Outras aulas que eu tive foram Long term melodic memory (que em português se traduziria como “memória melódica de longo prazo”). Essa aula te ajuda a desenvolver uma memória de longo prazo. Tínhamos uma aula de 2 horas por semana. Cada semana aprendíamos umas duas músicas e tínhamos que grava-las cantando e tocando a melodia em um instrumento sem nenhum acompanhamento. Na aula, improvisávamos com essas músicas e criávamos arranjos para as músicas. Também tínhamos que ouvir umas 15 músicas que o professor nos passava, e ouvi-las todos os dias durante a semana inteira, para elas realmente ficarem em nossa memória de longo prazo, e eles nos davam uma prova sobre as músicas todo começo de aula. Utilizamos o livro escrito pelo Ran chamado “Primacy of the Ear”, em português, um livro muito bom.
– TC: Como é o relacionamento entre os estudantes e com os professores?
– SK: O relacionamento com a maioria dos professores, na minha experiência, é super tranquilo (tirando o meu professor de teoria de Jazz, de quem eu ainda tenho um pouco de medo hahaha). Se você se esforça e leva a matéria a serio, eles te ajudam sempre que você pedir…

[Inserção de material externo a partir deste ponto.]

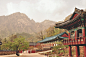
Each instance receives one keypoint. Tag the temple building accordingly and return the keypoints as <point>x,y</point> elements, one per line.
<point>76,25</point>
<point>51,41</point>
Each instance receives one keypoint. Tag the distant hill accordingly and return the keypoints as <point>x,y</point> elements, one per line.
<point>19,23</point>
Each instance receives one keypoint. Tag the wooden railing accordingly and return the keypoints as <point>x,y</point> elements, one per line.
<point>75,41</point>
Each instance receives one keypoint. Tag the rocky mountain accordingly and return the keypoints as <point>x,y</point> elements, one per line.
<point>19,23</point>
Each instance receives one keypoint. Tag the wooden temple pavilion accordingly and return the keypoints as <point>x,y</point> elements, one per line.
<point>49,42</point>
<point>76,25</point>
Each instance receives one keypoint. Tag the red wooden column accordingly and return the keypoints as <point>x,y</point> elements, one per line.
<point>77,47</point>
<point>83,34</point>
<point>70,53</point>
<point>77,51</point>
<point>84,51</point>
<point>76,41</point>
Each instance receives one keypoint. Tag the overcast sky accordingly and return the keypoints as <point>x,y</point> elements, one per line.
<point>39,10</point>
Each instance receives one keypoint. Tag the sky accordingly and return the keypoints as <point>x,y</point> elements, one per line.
<point>40,10</point>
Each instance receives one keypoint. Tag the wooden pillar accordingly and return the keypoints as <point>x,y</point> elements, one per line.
<point>84,51</point>
<point>69,35</point>
<point>83,34</point>
<point>77,51</point>
<point>70,53</point>
<point>75,33</point>
<point>83,31</point>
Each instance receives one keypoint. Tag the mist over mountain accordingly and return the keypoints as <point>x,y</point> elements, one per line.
<point>19,23</point>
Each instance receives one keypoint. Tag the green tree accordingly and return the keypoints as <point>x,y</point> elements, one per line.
<point>20,43</point>
<point>16,44</point>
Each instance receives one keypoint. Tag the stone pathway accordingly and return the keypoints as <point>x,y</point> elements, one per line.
<point>25,55</point>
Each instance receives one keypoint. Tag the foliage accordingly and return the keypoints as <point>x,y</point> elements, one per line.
<point>18,43</point>
<point>60,48</point>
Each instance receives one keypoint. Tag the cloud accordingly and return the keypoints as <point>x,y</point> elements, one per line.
<point>40,10</point>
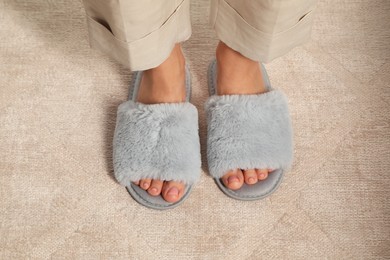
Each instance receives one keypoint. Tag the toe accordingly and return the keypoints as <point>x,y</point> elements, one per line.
<point>172,191</point>
<point>155,187</point>
<point>262,174</point>
<point>250,176</point>
<point>145,183</point>
<point>233,179</point>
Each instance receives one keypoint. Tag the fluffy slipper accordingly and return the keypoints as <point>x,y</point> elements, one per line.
<point>247,132</point>
<point>157,141</point>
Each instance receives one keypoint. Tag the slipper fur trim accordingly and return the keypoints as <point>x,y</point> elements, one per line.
<point>248,131</point>
<point>158,141</point>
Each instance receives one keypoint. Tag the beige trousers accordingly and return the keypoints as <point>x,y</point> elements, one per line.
<point>140,34</point>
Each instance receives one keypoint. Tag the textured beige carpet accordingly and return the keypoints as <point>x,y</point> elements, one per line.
<point>58,198</point>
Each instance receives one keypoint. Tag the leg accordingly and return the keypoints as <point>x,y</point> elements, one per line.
<point>145,35</point>
<point>253,32</point>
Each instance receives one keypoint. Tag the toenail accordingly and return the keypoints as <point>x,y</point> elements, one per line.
<point>232,179</point>
<point>173,191</point>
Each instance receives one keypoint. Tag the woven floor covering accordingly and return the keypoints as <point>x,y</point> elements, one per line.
<point>58,102</point>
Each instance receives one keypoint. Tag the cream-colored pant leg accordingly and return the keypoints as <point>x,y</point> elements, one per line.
<point>262,30</point>
<point>140,34</point>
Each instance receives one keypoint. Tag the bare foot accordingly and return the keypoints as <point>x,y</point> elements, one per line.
<point>164,84</point>
<point>239,75</point>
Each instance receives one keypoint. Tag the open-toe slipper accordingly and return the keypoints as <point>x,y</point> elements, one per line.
<point>156,141</point>
<point>248,132</point>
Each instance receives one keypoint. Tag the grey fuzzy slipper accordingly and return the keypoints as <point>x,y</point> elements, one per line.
<point>157,141</point>
<point>247,132</point>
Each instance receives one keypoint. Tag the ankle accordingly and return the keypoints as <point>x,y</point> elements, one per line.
<point>226,55</point>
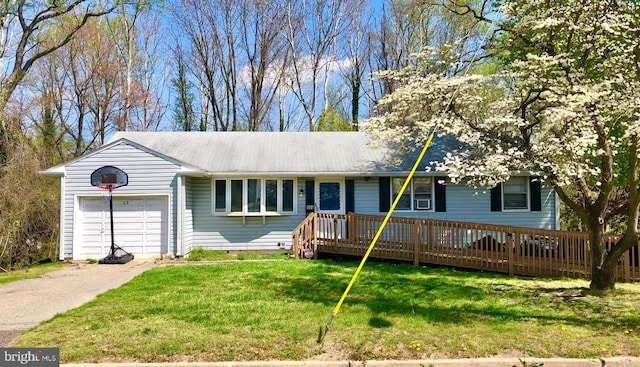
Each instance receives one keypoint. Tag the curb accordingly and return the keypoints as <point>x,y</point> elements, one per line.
<point>471,362</point>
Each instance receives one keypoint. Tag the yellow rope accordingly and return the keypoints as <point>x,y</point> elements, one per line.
<point>375,238</point>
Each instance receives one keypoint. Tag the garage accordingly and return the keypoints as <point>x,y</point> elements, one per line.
<point>140,226</point>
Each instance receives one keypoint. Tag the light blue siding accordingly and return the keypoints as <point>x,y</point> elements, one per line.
<point>464,204</point>
<point>149,175</point>
<point>220,232</point>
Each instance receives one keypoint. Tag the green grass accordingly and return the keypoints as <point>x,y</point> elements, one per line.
<point>35,271</point>
<point>200,254</point>
<point>275,310</point>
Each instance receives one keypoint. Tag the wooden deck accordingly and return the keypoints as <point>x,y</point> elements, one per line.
<point>503,249</point>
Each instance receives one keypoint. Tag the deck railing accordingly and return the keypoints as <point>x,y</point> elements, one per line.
<point>504,249</point>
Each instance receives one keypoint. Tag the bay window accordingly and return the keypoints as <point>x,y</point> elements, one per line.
<point>253,196</point>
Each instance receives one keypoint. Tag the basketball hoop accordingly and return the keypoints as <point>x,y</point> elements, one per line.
<point>106,189</point>
<point>106,179</point>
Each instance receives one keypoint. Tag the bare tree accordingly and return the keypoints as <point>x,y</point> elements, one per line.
<point>23,25</point>
<point>264,49</point>
<point>313,29</point>
<point>211,32</point>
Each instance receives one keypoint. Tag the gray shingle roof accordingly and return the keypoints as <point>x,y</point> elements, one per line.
<point>278,153</point>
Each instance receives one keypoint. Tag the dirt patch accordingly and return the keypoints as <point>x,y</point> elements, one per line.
<point>8,336</point>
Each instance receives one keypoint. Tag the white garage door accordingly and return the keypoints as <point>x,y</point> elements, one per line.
<point>139,224</point>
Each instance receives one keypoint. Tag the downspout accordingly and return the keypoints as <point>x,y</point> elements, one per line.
<point>62,218</point>
<point>179,250</point>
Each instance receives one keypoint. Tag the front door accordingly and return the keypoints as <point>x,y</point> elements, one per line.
<point>330,199</point>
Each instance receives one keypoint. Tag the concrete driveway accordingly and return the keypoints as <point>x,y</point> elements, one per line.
<point>26,303</point>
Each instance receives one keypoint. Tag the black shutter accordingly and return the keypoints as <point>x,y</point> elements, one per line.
<point>384,192</point>
<point>441,194</point>
<point>496,198</point>
<point>350,196</point>
<point>536,194</point>
<point>309,192</point>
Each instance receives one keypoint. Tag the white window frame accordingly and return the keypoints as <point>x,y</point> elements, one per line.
<point>527,193</point>
<point>411,190</point>
<point>245,196</point>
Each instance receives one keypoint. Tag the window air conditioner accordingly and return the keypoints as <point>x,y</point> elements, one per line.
<point>423,204</point>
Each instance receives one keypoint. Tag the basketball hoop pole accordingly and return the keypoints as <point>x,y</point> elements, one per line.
<point>113,242</point>
<point>106,179</point>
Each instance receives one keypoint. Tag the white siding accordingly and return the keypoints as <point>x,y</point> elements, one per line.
<point>149,175</point>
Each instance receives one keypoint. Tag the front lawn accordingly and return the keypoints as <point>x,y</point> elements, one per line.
<point>275,310</point>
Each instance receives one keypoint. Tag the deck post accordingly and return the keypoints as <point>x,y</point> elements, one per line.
<point>510,249</point>
<point>314,235</point>
<point>416,242</point>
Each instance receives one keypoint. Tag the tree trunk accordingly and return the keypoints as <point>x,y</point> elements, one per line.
<point>602,269</point>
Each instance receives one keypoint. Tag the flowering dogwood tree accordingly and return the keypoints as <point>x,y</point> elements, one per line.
<point>563,104</point>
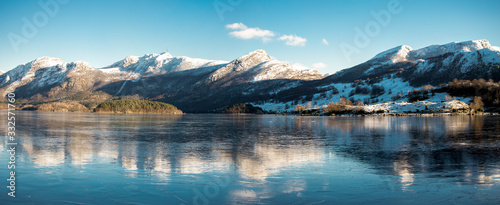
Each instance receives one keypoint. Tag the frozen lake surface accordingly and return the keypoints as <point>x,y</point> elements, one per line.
<point>88,158</point>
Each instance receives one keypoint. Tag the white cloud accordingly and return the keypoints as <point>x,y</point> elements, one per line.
<point>236,26</point>
<point>293,40</point>
<point>324,41</point>
<point>319,65</point>
<point>245,33</point>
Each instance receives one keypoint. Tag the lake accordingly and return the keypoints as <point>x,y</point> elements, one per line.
<point>89,158</point>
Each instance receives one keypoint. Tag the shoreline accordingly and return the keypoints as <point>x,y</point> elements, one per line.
<point>288,114</point>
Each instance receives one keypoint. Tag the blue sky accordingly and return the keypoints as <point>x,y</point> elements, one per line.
<point>103,32</point>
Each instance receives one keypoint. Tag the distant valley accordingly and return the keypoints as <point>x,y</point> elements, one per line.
<point>198,85</point>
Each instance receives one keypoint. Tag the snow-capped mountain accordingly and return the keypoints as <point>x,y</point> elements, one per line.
<point>151,76</point>
<point>199,85</point>
<point>430,65</point>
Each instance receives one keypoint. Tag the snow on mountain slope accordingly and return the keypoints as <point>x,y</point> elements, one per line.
<point>154,64</point>
<point>395,55</point>
<point>437,50</point>
<point>275,69</point>
<point>258,66</point>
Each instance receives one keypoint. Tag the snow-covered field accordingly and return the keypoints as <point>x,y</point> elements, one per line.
<point>392,86</point>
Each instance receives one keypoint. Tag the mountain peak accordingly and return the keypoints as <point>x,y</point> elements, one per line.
<point>396,54</point>
<point>257,55</point>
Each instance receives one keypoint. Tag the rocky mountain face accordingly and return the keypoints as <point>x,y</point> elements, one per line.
<point>199,85</point>
<point>193,84</point>
<point>430,65</point>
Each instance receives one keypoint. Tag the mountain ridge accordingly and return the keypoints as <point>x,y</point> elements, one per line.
<point>195,85</point>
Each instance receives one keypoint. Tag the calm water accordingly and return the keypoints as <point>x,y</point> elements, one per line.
<point>83,158</point>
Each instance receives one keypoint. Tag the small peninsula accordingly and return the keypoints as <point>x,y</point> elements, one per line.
<point>136,106</point>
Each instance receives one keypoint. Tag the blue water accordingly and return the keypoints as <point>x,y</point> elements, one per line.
<point>86,158</point>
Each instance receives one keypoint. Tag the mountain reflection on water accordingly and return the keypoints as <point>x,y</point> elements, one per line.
<point>256,158</point>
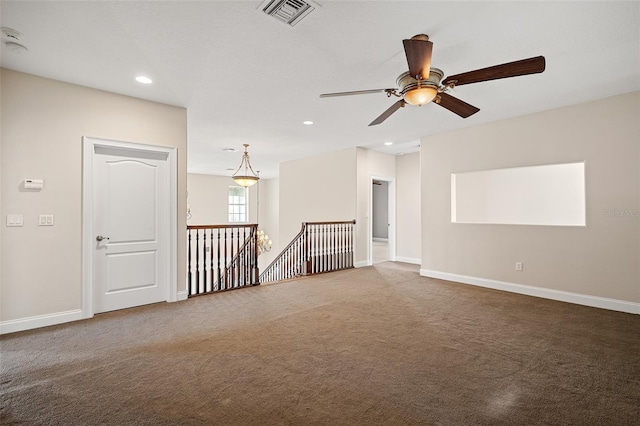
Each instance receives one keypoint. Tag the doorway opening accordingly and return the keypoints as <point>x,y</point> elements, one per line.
<point>382,223</point>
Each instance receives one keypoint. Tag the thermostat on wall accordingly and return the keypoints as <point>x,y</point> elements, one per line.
<point>33,184</point>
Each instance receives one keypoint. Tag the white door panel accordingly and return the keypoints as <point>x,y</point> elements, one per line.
<point>131,210</point>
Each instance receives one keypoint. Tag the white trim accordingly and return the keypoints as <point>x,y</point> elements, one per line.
<point>546,293</point>
<point>413,260</point>
<point>29,323</point>
<point>89,145</point>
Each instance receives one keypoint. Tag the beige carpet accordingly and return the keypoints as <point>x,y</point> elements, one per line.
<point>370,346</point>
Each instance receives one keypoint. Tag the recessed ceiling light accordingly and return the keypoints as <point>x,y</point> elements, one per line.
<point>143,79</point>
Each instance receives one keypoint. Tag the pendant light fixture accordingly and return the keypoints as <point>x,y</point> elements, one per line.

O relacionamento entre os estudantes é de paz e amor (pelo menos no departamento de Jazz e CI… música clássica aí eu já não sei…). Não existe aquela coisa de disputa, de um querer ferrar o outro, que eu já ouvi na Juilliard, já que é bom lembrar também que seus colegas de faculdade poderão no futuro ser alguém com quem você vai estar tocando, ou até alguém que possa te dar uma oportunidade de trabalho, né…
– TC: Planos para o futuro?
– SK: Apesar de música (especialmente Jazz) ser mais valorizada aqui nos EUA do que no Brasil, aqui também é difícil…
Quando saímos da faculdade, temos 1 ano para arranjar trabalho e um visto de trabalho para podermos continuar a morar nos EUA… e você sabe a burocracia que é…
– TC: Sofia, muito obrigado pelo teu depoimento, muito interessante e certamente muito útil para quem quer saber mais sobre a realidade musical nas escolas norte-americanas. Eu tive o prazer de tê-la como aluna de piano… mas não só de piano, não é? De fato nossos encontros eram um bom pretexto para seus primeiros improvisos vocais no jazz e no blues! Lembro exatamente de um momento em que você “entrou na música”, vi o brilho nos teus olhos… naquele momento você experimentou o néctar maravilhoso de Orfeu. Percebi o teu potencial, então “botei pilha” para que você abraçasse a música profissionalmente. E hoje fico muito feliz em vê-la crescer mais e mais, e desejo muito, muito sucesso para você. Que sua vida profissional seja sempre repleta de realizações e felicidade!! Até a próxima jam!!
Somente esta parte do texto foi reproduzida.